1. At the time of the initial examination, the patient’s mean aortic pressure (93 mm Hg) was so much higher than the mean pulmonary arterial pressure (20 mm Hg) because:

a. the systemic vascular resistance was much greater than the pulmonary vascular resistance.
b. the aortic compliance was much greater than the pulmonary arterial compliance.
c. the left ventricular stroke volume was much greater than the right ventricular stroke volume.
d. the total cross-sectional area of the pulmonary capillary bed was much greater than the total cross-sectional area of the systemic capillary bed.
e. the duration of the rapid ejection phase of the left ventricle exceeded the duration of the rapid ejection phase of the right ventricle.

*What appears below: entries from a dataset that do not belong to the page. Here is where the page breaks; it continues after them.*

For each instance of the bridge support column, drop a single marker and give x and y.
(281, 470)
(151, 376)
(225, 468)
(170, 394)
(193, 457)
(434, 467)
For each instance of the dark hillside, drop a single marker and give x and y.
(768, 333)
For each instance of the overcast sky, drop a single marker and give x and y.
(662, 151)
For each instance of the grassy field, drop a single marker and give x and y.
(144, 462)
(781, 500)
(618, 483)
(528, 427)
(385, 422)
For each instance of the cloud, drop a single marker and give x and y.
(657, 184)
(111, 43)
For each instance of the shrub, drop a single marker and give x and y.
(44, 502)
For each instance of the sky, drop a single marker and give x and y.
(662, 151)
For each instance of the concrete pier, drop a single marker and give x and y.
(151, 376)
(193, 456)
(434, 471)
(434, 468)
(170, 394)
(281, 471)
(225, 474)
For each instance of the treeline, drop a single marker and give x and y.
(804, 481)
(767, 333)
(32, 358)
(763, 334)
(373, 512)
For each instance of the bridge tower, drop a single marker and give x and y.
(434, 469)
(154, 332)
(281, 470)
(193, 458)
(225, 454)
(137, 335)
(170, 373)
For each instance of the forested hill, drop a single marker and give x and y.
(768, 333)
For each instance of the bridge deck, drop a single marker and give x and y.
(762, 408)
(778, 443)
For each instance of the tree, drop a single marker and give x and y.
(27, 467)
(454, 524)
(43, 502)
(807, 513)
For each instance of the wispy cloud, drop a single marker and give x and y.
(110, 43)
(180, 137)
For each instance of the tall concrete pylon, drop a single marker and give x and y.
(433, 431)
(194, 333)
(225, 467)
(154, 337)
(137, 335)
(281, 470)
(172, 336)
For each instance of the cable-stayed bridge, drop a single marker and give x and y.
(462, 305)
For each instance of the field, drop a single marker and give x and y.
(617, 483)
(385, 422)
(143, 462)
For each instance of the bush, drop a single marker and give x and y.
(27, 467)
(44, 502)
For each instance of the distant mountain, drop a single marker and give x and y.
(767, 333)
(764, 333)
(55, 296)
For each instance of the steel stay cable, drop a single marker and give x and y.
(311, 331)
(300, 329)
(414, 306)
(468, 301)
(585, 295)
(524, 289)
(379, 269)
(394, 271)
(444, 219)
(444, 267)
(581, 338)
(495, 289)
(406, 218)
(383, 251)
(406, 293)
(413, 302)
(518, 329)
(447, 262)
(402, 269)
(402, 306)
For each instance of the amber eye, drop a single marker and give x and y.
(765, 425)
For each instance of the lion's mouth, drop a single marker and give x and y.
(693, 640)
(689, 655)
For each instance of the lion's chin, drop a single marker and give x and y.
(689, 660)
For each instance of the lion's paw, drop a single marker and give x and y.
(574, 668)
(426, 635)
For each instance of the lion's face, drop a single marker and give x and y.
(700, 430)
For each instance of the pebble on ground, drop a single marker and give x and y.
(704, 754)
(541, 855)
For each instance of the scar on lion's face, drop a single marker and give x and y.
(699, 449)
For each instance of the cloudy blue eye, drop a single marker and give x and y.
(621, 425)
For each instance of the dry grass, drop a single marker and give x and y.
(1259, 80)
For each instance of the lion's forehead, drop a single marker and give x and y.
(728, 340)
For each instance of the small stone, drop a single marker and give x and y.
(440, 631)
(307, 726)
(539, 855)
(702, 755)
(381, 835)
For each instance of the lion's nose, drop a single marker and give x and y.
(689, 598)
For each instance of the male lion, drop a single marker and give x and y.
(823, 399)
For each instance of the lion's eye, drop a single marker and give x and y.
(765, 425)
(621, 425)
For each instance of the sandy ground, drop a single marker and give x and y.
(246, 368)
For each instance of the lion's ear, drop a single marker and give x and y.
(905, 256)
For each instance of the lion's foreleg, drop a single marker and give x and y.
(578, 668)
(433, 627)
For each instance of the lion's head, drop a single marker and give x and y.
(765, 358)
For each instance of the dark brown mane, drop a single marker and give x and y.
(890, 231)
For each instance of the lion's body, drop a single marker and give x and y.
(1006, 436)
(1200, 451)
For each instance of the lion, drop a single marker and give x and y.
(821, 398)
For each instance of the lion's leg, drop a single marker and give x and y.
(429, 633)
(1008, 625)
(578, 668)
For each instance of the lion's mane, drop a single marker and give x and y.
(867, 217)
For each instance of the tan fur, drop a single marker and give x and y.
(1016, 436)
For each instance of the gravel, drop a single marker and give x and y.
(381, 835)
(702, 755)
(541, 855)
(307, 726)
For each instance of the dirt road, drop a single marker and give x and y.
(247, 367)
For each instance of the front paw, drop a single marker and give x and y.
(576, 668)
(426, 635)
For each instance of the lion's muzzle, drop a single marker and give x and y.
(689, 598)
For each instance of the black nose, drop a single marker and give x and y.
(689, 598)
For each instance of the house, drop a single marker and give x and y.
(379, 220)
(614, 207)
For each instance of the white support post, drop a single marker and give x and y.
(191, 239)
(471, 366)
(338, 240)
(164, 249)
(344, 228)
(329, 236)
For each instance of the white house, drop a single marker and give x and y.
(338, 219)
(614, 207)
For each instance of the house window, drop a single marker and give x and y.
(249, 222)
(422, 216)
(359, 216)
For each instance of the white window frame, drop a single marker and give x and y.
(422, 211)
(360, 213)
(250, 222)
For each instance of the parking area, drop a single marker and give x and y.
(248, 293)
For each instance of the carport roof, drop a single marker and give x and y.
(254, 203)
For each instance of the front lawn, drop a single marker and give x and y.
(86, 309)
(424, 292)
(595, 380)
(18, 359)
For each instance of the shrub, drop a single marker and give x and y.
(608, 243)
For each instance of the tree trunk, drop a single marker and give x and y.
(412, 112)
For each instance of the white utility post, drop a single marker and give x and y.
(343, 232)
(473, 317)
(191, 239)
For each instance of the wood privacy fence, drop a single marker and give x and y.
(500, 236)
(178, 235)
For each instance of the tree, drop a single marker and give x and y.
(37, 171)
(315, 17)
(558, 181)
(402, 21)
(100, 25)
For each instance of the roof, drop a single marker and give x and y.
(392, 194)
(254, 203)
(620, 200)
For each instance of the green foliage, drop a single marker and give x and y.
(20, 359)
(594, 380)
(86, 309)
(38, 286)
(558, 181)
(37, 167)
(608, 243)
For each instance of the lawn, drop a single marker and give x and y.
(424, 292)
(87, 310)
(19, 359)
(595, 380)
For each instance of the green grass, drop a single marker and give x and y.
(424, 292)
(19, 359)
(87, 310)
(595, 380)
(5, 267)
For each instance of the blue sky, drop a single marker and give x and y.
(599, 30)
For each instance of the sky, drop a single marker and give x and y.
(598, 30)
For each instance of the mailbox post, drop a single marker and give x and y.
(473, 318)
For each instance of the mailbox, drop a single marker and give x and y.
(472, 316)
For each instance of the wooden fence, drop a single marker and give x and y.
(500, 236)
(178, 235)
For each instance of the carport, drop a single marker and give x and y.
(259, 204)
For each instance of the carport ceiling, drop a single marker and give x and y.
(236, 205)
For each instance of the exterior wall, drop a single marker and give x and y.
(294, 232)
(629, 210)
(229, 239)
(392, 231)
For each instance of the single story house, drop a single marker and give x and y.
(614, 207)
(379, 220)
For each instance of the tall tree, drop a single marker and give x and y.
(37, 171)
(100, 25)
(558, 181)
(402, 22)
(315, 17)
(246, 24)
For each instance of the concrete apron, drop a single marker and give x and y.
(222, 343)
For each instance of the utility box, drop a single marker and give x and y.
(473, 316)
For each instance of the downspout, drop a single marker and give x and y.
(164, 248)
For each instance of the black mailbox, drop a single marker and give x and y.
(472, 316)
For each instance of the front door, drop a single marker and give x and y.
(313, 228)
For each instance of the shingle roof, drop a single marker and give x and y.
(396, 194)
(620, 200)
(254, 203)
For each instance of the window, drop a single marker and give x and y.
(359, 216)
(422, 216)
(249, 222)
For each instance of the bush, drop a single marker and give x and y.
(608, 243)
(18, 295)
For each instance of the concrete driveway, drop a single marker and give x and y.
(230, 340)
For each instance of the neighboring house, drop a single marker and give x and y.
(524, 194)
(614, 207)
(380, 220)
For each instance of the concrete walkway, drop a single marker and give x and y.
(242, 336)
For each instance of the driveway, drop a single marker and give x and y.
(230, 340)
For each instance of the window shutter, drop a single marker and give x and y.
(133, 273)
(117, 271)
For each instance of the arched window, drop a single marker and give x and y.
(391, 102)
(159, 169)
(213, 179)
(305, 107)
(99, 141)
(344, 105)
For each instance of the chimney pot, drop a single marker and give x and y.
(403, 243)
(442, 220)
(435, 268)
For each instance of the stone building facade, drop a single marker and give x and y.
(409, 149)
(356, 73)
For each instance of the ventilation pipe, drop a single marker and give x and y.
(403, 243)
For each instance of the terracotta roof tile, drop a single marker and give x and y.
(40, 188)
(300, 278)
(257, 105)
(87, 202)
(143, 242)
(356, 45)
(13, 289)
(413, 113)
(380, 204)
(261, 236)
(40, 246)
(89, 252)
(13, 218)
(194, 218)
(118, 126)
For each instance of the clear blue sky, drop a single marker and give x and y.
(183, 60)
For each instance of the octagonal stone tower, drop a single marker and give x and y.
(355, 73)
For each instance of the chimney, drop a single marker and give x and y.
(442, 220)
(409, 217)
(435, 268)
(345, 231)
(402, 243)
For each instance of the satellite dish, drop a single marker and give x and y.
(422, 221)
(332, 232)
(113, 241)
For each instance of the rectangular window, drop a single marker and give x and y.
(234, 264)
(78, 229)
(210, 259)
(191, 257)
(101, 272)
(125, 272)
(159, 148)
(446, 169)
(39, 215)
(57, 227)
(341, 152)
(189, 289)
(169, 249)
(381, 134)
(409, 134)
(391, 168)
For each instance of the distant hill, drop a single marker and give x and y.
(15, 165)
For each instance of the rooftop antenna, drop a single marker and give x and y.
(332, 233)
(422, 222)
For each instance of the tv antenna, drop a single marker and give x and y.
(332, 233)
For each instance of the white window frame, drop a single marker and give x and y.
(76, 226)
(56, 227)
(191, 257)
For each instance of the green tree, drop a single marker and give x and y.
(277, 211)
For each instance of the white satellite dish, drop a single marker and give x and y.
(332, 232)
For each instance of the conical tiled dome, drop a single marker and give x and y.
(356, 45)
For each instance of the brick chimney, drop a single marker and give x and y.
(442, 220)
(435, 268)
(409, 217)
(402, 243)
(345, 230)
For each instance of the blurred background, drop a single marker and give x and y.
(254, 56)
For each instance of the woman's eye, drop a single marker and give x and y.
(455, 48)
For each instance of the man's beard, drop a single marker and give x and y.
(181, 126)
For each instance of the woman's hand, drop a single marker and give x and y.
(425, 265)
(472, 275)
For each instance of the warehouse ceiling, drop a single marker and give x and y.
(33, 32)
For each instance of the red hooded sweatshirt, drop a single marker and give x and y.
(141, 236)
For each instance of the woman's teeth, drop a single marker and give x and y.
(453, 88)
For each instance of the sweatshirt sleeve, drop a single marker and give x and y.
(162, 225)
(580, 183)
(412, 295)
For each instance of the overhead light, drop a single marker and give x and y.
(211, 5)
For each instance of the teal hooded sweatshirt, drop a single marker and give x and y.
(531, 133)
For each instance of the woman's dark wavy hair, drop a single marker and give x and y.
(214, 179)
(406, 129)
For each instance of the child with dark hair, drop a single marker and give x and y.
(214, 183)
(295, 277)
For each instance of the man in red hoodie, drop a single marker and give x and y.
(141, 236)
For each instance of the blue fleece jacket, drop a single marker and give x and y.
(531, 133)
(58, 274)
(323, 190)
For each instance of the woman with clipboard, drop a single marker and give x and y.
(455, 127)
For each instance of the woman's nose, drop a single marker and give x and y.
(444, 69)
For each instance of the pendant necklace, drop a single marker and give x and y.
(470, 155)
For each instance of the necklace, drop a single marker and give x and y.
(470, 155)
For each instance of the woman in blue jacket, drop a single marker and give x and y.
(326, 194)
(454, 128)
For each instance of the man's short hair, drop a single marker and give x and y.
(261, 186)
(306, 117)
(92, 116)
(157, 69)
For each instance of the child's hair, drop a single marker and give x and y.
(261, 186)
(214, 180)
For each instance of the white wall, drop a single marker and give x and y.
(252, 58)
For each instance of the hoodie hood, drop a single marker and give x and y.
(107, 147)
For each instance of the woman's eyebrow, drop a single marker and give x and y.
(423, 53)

2. When the patient became hypertensive, his arterial pulse pressure (90 mm Hg) became much greater than his pre-hypertension pulse pressure (40 mm Hg) because:

a. the systemic vascular resistance is much less than it was before he became hypertensive.
b. the duration of the reduced ejection phase of the left ventricle decreases as the arterial blood pressure rises.
c. the arterial compliance was diminished in part by virtue of the hypertension per se, and in part because of the effects of aging.
d. the total cross-sectional area of the systemic capillary bed increases substantially in hypertensive subjects.
e. the aortic compliance becomes greater than the pulmonary arterial compliance.